UK Parliament
Over 70 people who sent personal information to a Commons select committee may have had their data compromised in the recent cyberattack targeting the UK Parliament. Dan Kitwood/Getty Images

More than 70 people who sent personal information to a Commons select committee mailbox have been informed that their data may have been compromised in the recent cyberattack targeting the Houses of Parliament. In June, hackers targeted the British Parliament in a "sustained and determined" 12-hour-long cyberattack that breached less than 0.5% of parliament's 9,000 email addresses.

The House of Commons said 39 email accounts were affected in the cyberattack, including a select committee mailbox that contained emails with personal information. The Commons did not specify which committee was affected.
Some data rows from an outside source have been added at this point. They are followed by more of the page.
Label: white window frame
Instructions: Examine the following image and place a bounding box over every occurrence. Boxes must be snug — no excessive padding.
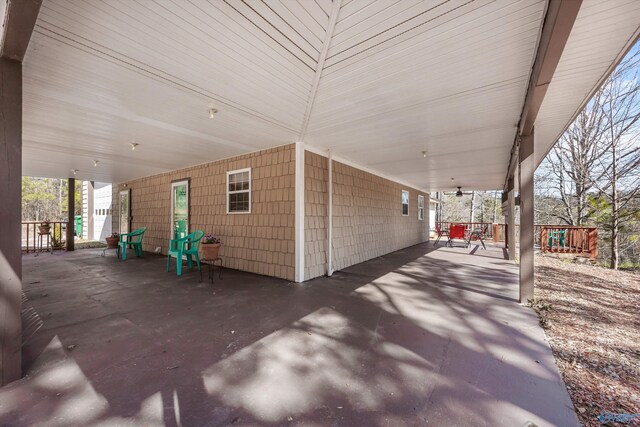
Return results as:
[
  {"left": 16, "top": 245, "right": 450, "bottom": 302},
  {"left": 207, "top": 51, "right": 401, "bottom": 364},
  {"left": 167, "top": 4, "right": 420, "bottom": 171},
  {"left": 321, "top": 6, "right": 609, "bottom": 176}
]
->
[
  {"left": 418, "top": 195, "right": 424, "bottom": 221},
  {"left": 402, "top": 190, "right": 409, "bottom": 216},
  {"left": 226, "top": 167, "right": 252, "bottom": 214}
]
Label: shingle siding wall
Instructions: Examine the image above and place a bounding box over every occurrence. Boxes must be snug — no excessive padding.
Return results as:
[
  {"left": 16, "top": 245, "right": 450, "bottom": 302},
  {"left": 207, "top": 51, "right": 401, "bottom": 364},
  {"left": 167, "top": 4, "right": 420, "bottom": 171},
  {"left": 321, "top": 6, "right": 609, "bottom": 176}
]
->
[
  {"left": 304, "top": 151, "right": 328, "bottom": 280},
  {"left": 112, "top": 144, "right": 295, "bottom": 281},
  {"left": 332, "top": 161, "right": 429, "bottom": 271},
  {"left": 304, "top": 151, "right": 430, "bottom": 279},
  {"left": 110, "top": 145, "right": 427, "bottom": 282}
]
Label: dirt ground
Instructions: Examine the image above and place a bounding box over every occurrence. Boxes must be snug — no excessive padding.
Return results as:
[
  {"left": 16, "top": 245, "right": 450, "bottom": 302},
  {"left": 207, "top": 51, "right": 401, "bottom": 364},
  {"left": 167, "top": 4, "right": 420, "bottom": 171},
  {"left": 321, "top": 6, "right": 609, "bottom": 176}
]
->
[{"left": 535, "top": 255, "right": 639, "bottom": 427}]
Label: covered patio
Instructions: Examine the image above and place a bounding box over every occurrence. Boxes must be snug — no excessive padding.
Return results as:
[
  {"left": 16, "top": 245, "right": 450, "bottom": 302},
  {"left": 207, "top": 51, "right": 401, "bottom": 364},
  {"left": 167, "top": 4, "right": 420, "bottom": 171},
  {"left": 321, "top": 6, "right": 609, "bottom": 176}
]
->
[
  {"left": 0, "top": 242, "right": 577, "bottom": 426},
  {"left": 2, "top": 1, "right": 640, "bottom": 423}
]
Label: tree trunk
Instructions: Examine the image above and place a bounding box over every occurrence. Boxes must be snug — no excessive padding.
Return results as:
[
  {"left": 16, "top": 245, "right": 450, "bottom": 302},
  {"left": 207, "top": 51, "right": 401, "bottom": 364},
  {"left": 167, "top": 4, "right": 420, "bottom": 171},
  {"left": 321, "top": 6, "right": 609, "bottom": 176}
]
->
[
  {"left": 59, "top": 178, "right": 63, "bottom": 218},
  {"left": 610, "top": 143, "right": 619, "bottom": 270},
  {"left": 492, "top": 191, "right": 497, "bottom": 223},
  {"left": 469, "top": 191, "right": 475, "bottom": 223}
]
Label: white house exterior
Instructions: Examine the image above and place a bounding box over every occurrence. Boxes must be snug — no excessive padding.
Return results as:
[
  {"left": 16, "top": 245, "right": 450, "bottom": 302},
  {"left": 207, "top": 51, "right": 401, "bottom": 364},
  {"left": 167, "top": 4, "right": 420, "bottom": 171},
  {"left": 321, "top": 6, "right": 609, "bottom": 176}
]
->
[{"left": 81, "top": 181, "right": 112, "bottom": 242}]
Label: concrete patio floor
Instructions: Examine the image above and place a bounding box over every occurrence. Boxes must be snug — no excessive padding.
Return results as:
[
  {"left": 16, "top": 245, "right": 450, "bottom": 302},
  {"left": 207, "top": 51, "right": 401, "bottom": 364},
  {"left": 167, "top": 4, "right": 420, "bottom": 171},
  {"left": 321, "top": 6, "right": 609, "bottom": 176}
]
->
[{"left": 0, "top": 242, "right": 578, "bottom": 427}]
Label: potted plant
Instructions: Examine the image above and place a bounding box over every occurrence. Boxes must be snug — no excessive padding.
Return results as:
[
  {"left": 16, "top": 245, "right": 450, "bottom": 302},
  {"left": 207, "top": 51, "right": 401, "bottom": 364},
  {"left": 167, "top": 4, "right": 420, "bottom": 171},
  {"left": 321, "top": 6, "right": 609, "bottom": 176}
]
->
[
  {"left": 38, "top": 221, "right": 51, "bottom": 234},
  {"left": 200, "top": 234, "right": 221, "bottom": 259},
  {"left": 106, "top": 232, "right": 119, "bottom": 249}
]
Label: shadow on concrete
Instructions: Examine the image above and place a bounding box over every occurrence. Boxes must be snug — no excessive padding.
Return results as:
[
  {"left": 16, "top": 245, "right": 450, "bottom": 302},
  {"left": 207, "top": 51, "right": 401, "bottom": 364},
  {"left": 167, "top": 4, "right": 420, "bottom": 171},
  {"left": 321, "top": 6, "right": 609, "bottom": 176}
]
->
[{"left": 0, "top": 242, "right": 578, "bottom": 426}]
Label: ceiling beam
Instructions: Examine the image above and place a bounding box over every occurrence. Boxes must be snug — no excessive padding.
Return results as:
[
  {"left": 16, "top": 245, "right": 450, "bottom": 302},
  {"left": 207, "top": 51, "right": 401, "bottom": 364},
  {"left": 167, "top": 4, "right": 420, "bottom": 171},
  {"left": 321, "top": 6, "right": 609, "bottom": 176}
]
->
[
  {"left": 519, "top": 0, "right": 582, "bottom": 136},
  {"left": 298, "top": 0, "right": 342, "bottom": 141},
  {"left": 503, "top": 0, "right": 582, "bottom": 190},
  {"left": 1, "top": 0, "right": 42, "bottom": 62}
]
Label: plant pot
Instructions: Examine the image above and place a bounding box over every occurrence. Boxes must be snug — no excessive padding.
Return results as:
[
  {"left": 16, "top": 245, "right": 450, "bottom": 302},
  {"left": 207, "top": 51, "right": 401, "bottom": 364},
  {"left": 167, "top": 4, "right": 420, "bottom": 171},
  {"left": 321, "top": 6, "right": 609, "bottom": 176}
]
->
[
  {"left": 105, "top": 236, "right": 119, "bottom": 249},
  {"left": 38, "top": 225, "right": 51, "bottom": 234},
  {"left": 200, "top": 243, "right": 221, "bottom": 260}
]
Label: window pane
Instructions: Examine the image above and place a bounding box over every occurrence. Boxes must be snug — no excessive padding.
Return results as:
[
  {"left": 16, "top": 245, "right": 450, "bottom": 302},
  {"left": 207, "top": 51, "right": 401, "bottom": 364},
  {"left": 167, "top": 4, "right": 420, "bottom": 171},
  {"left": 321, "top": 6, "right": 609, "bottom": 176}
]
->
[
  {"left": 228, "top": 170, "right": 251, "bottom": 212},
  {"left": 402, "top": 204, "right": 408, "bottom": 215},
  {"left": 229, "top": 191, "right": 250, "bottom": 212}
]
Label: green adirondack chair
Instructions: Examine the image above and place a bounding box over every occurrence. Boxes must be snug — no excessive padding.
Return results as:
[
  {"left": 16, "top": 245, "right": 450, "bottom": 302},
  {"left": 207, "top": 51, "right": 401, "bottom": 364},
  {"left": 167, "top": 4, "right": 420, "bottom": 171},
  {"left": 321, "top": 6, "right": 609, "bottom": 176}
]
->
[
  {"left": 548, "top": 229, "right": 566, "bottom": 248},
  {"left": 118, "top": 227, "right": 147, "bottom": 260},
  {"left": 167, "top": 230, "right": 204, "bottom": 276}
]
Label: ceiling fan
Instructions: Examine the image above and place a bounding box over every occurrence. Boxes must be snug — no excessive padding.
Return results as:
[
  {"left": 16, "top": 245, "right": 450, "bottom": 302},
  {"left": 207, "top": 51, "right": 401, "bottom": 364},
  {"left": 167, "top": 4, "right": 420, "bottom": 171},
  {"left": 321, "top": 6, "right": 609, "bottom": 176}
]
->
[{"left": 451, "top": 186, "right": 474, "bottom": 197}]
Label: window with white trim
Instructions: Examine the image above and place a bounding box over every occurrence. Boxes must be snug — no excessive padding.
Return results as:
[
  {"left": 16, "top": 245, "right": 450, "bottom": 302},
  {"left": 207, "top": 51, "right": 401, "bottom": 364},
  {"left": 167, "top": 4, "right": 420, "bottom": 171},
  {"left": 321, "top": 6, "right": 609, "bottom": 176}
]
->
[
  {"left": 402, "top": 190, "right": 409, "bottom": 216},
  {"left": 418, "top": 195, "right": 424, "bottom": 221},
  {"left": 227, "top": 168, "right": 251, "bottom": 213}
]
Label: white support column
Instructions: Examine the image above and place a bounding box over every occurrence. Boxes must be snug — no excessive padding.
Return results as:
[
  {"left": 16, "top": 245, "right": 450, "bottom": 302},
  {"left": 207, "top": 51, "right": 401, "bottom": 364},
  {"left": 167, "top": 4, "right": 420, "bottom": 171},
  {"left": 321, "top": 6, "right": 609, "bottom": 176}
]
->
[
  {"left": 519, "top": 131, "right": 535, "bottom": 303},
  {"left": 86, "top": 181, "right": 94, "bottom": 240},
  {"left": 327, "top": 149, "right": 333, "bottom": 276},
  {"left": 294, "top": 141, "right": 305, "bottom": 282},
  {"left": 507, "top": 178, "right": 516, "bottom": 261}
]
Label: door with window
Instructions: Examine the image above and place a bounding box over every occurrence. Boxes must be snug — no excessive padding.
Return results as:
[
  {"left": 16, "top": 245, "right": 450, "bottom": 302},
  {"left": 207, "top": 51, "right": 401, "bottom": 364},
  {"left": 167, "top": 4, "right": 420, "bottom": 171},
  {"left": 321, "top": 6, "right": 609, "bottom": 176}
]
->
[
  {"left": 171, "top": 180, "right": 189, "bottom": 240},
  {"left": 119, "top": 189, "right": 131, "bottom": 235}
]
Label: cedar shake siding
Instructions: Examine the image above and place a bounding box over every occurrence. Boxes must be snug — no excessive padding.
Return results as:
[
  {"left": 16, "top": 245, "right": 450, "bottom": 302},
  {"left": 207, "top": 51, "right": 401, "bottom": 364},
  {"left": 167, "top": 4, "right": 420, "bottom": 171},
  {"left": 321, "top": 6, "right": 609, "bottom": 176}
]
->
[
  {"left": 112, "top": 145, "right": 428, "bottom": 282},
  {"left": 304, "top": 151, "right": 329, "bottom": 280},
  {"left": 113, "top": 145, "right": 296, "bottom": 281},
  {"left": 304, "top": 151, "right": 429, "bottom": 280}
]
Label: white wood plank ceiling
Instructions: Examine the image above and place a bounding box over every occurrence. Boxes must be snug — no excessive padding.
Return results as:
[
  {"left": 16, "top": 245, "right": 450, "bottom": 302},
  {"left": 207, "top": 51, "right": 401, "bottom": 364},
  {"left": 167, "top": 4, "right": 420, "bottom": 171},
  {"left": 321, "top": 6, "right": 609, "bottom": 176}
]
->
[
  {"left": 21, "top": 0, "right": 640, "bottom": 191},
  {"left": 535, "top": 0, "right": 640, "bottom": 166}
]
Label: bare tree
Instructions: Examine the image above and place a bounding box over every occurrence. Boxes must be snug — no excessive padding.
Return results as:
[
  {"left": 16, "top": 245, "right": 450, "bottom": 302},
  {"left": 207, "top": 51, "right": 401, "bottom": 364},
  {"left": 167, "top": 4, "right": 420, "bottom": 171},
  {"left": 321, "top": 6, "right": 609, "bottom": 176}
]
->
[
  {"left": 537, "top": 47, "right": 640, "bottom": 268},
  {"left": 589, "top": 50, "right": 640, "bottom": 269},
  {"left": 541, "top": 86, "right": 610, "bottom": 225}
]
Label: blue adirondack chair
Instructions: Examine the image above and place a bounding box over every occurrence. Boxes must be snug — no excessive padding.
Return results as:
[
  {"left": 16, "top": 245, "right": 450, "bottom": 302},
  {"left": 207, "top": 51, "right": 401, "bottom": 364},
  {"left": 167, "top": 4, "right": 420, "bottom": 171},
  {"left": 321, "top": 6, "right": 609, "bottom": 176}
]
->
[
  {"left": 167, "top": 230, "right": 204, "bottom": 276},
  {"left": 118, "top": 227, "right": 147, "bottom": 260}
]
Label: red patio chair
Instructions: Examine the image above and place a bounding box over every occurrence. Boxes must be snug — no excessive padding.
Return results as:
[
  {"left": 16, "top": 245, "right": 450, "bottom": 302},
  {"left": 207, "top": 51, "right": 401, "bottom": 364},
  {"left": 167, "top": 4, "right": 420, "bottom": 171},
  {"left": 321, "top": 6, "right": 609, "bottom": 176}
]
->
[
  {"left": 448, "top": 224, "right": 467, "bottom": 247},
  {"left": 434, "top": 223, "right": 449, "bottom": 246},
  {"left": 466, "top": 224, "right": 488, "bottom": 249}
]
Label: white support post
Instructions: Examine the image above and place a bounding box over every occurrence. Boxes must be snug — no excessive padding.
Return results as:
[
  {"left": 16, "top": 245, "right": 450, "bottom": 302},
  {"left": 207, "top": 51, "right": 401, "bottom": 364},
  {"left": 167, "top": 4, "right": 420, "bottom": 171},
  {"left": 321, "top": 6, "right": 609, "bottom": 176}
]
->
[
  {"left": 294, "top": 141, "right": 305, "bottom": 282},
  {"left": 327, "top": 149, "right": 333, "bottom": 276},
  {"left": 507, "top": 178, "right": 516, "bottom": 261},
  {"left": 519, "top": 131, "right": 535, "bottom": 303},
  {"left": 426, "top": 194, "right": 431, "bottom": 239}
]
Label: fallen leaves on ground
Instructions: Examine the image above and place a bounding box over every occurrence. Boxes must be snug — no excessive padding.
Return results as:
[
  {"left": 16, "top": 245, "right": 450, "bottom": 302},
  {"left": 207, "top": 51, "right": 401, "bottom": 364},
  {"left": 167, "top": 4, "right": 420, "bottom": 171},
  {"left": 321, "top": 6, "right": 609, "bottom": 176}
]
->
[{"left": 535, "top": 255, "right": 639, "bottom": 427}]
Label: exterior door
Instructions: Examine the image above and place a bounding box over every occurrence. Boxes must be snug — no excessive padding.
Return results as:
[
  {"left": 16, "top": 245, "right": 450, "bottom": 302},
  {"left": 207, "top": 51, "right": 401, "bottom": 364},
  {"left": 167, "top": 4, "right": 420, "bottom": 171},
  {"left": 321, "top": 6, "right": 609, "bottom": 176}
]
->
[
  {"left": 119, "top": 189, "right": 131, "bottom": 235},
  {"left": 171, "top": 180, "right": 189, "bottom": 240}
]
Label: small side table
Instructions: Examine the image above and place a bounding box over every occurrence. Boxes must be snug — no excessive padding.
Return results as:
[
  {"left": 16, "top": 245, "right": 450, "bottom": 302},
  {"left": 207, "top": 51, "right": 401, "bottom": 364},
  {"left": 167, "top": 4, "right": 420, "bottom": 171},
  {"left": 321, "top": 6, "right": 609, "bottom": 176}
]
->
[
  {"left": 200, "top": 257, "right": 223, "bottom": 284},
  {"left": 102, "top": 246, "right": 120, "bottom": 257},
  {"left": 36, "top": 232, "right": 52, "bottom": 256}
]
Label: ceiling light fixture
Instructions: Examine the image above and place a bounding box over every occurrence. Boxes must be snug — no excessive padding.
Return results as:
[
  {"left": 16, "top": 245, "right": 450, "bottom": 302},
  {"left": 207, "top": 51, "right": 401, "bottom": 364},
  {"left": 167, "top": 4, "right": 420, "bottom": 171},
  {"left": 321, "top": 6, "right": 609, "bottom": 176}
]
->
[
  {"left": 209, "top": 108, "right": 218, "bottom": 119},
  {"left": 93, "top": 160, "right": 99, "bottom": 167},
  {"left": 421, "top": 150, "right": 427, "bottom": 158},
  {"left": 71, "top": 169, "right": 78, "bottom": 175},
  {"left": 130, "top": 142, "right": 139, "bottom": 150},
  {"left": 456, "top": 186, "right": 463, "bottom": 197}
]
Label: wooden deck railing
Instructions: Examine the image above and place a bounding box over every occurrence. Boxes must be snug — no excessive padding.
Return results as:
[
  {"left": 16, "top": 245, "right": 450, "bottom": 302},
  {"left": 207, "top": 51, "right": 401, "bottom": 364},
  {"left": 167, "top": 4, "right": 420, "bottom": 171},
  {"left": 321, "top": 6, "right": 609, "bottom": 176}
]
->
[
  {"left": 539, "top": 226, "right": 598, "bottom": 260},
  {"left": 436, "top": 222, "right": 598, "bottom": 259},
  {"left": 22, "top": 221, "right": 68, "bottom": 253}
]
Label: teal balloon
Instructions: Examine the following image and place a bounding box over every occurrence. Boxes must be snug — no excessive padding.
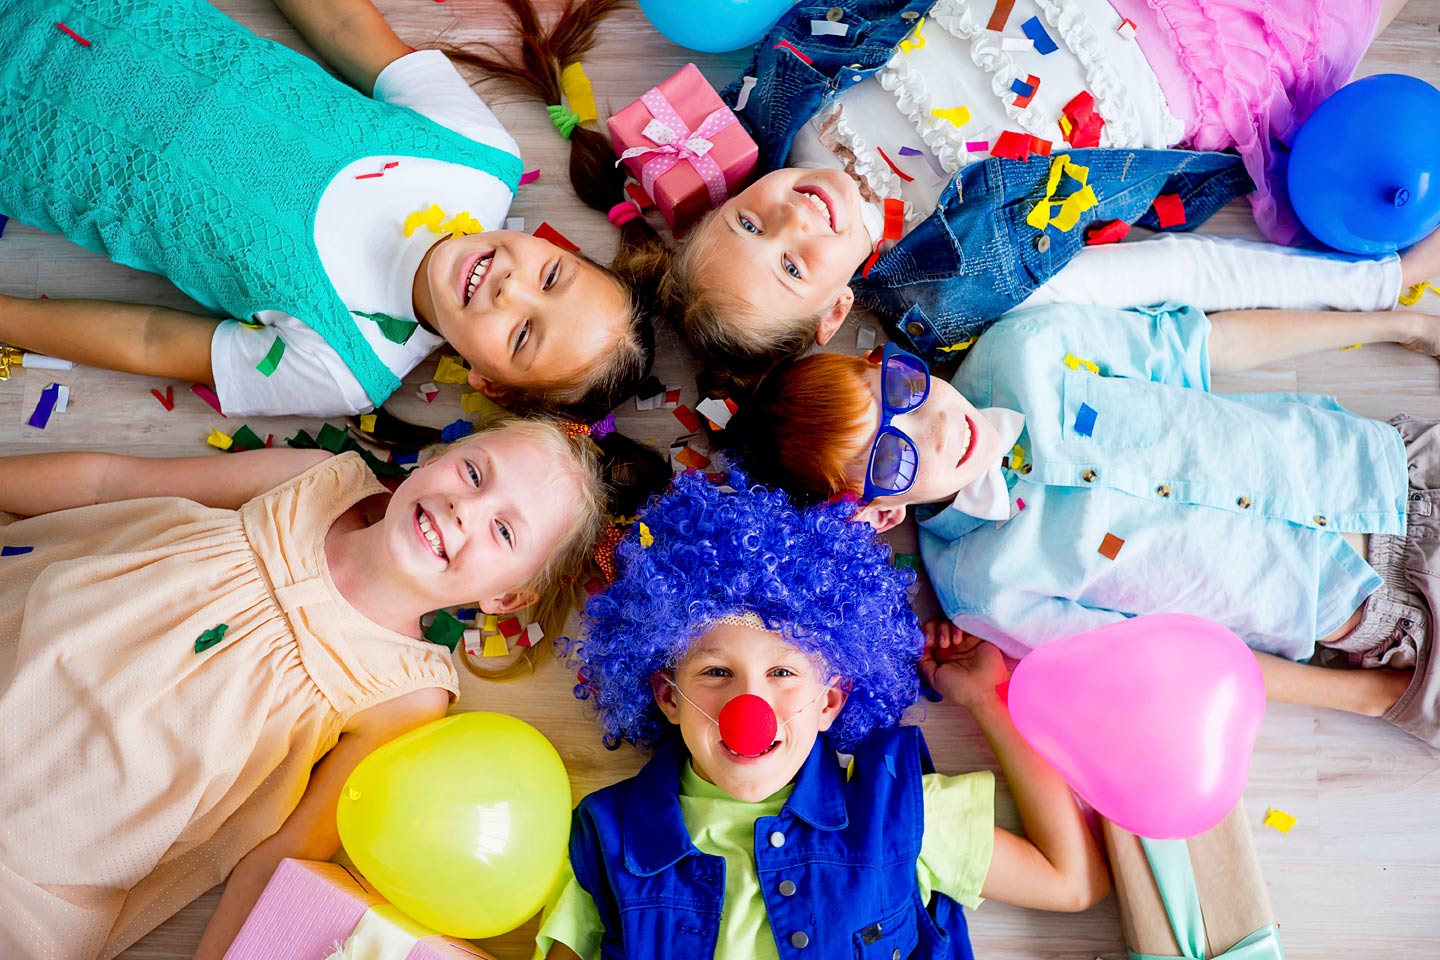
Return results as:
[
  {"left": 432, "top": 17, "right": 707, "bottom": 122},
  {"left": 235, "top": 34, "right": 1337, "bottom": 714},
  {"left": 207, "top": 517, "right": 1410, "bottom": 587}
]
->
[
  {"left": 638, "top": 0, "right": 797, "bottom": 53},
  {"left": 1288, "top": 74, "right": 1440, "bottom": 255}
]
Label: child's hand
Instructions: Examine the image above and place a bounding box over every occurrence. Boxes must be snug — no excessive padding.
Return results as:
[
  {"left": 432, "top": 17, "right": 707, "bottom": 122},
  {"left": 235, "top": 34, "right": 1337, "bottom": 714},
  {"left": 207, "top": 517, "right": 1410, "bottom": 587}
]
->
[{"left": 919, "top": 619, "right": 1008, "bottom": 711}]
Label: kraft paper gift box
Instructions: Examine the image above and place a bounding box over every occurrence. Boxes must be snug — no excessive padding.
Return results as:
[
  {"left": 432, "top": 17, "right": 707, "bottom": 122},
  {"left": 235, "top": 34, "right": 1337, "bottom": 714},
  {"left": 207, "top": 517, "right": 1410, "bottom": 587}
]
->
[
  {"left": 223, "top": 858, "right": 494, "bottom": 960},
  {"left": 1102, "top": 805, "right": 1285, "bottom": 959},
  {"left": 607, "top": 63, "right": 759, "bottom": 234}
]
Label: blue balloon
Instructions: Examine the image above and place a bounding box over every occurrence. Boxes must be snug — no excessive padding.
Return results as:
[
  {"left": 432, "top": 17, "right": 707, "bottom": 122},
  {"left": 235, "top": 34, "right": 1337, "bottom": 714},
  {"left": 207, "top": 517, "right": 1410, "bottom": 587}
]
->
[
  {"left": 1288, "top": 74, "right": 1440, "bottom": 255},
  {"left": 638, "top": 0, "right": 796, "bottom": 54}
]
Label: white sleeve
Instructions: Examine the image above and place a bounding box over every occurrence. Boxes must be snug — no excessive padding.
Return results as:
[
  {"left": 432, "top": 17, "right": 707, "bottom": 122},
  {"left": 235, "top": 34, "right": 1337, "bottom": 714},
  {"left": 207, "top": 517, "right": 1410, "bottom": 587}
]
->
[
  {"left": 1020, "top": 233, "right": 1402, "bottom": 314},
  {"left": 954, "top": 596, "right": 1129, "bottom": 660},
  {"left": 210, "top": 315, "right": 380, "bottom": 417},
  {"left": 372, "top": 49, "right": 519, "bottom": 156}
]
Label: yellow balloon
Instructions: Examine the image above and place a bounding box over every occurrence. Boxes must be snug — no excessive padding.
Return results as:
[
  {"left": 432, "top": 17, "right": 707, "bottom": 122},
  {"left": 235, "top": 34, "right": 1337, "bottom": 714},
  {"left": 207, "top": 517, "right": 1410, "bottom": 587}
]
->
[{"left": 336, "top": 712, "right": 572, "bottom": 938}]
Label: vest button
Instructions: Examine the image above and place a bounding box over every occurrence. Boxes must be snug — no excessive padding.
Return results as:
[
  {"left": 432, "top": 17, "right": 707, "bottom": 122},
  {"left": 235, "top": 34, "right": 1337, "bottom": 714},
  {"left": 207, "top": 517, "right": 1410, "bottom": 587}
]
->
[
  {"left": 902, "top": 10, "right": 920, "bottom": 19},
  {"left": 1035, "top": 234, "right": 1052, "bottom": 253},
  {"left": 1315, "top": 515, "right": 1328, "bottom": 526},
  {"left": 769, "top": 830, "right": 786, "bottom": 848},
  {"left": 1020, "top": 463, "right": 1032, "bottom": 475},
  {"left": 827, "top": 6, "right": 844, "bottom": 20},
  {"left": 778, "top": 879, "right": 797, "bottom": 896},
  {"left": 1081, "top": 469, "right": 1097, "bottom": 483},
  {"left": 894, "top": 951, "right": 902, "bottom": 960},
  {"left": 1156, "top": 485, "right": 1171, "bottom": 497},
  {"left": 906, "top": 320, "right": 925, "bottom": 337},
  {"left": 790, "top": 931, "right": 810, "bottom": 948},
  {"left": 1237, "top": 496, "right": 1252, "bottom": 509}
]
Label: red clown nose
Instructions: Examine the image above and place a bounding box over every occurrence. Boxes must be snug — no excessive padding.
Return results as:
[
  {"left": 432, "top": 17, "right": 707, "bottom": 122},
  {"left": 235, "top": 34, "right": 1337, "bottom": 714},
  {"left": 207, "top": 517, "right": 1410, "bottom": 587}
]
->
[{"left": 718, "top": 694, "right": 778, "bottom": 757}]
"In the case of one compromised generic organisational mailbox, a Commons Select Committee mailbox, 77 people have been notified that personal data - information on personal circumstances provided to support the work of the Committee - was contained in the mailbox and so may be at risk of compromise", the Commons said in an update.

Both the House of Commons and House of Lords have notified the Information Commissioner's Office of the data breach.

The Commons said 26 people had their accounts compromised in the attack, including six MPs and ten MPs' staffers, a member of the House of Lords and one member of their staff as well as five personnel from the House of Commons Administration.

The parliamentary account holders affected in the attack have not been identified.

Officials said hackers targeted parliamentary accounts with "weak" passwords that "did not conform to guidance."

"These compromises were made possible by the use of passwords that were compliant with the technical controls in place but did not conform to guidance issued by the Parliamentary Digital Service", the Commons said. "Three of the six MPs had accounts compromised because their mailboxes were linked to their members of staff whose passwords were compromised.

"We have invested heavily in cyber security measures and will continue to do so. A series of technology changes – including multi-factor authentication – have already been made to increase security."

The National Crime Agency and National Cyber Security Centre are currently investigating the cyberattack and the perpetrators behind it.